My God, my God, why have you forsaken me?
Why are you so far from saving me,
so far from my cries of anguish?
My God, I cry out by day, but you do not answer,
by night, but I find no rest.

This is a psalm of hope-less-ness.  These words were written by someone who’d seen hope’s “wing broken by a stone.”  These were the words of someone who knew, first-hand, the feeling of hope being “crushed … between clenched fingers.”  This is the song of someone from after the dementors had come through and taken all they could.  This is the song some of us know only too well, and which I’d wager most of us know at least in part.

Yet here’s the thing I find so interesting in the juxtapositions of these two psalms.  The 22nd Psalm continues with the author essentially saying that even though they have absolutely no reason to have faith, to have hope, they will do so because of the stories their ancestors have told.

 [Y]ou are the one Israel praises.
In you our ancestors put their trust;
they trusted and you delivered them.
To you they cried out and were saved;
in you they trusted and were not put to shame.

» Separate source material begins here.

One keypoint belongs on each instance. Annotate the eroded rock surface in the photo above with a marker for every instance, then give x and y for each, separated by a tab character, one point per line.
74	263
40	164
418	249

In other words, I will continue to hope because I’ve been told that there is something to hope for, and I believe those who have told me this.  And then what happens?  Well, apparently the psalmist experienced the inevitable change from the winter of deep despair (to paraphrase Shakespeare) into the glorious summer of renewed hope.  And we know this because in their very next poem-song they’ve written, essentially, “Well what do you know?  My ancestors were right.  The Lord is my shepherd!”  Having walked through “the valley of the shadow of death,” they were now on the other side, resting on the green pasture beside still water.

And I would say that, perhaps, this is one of the major reasons for religion – to pass on humanity’s stories of hope.  To curate the tales of confidence confirmed so that we can look for them, and to them, when we have none of our own.  Our religious community exists – at least in part – so that none of us need let hopelessness be our only song, so that none of us need give in to the fear that a loss of hope engenders, so that each of us can remember that among all of us there is evidence that hope is not in vain.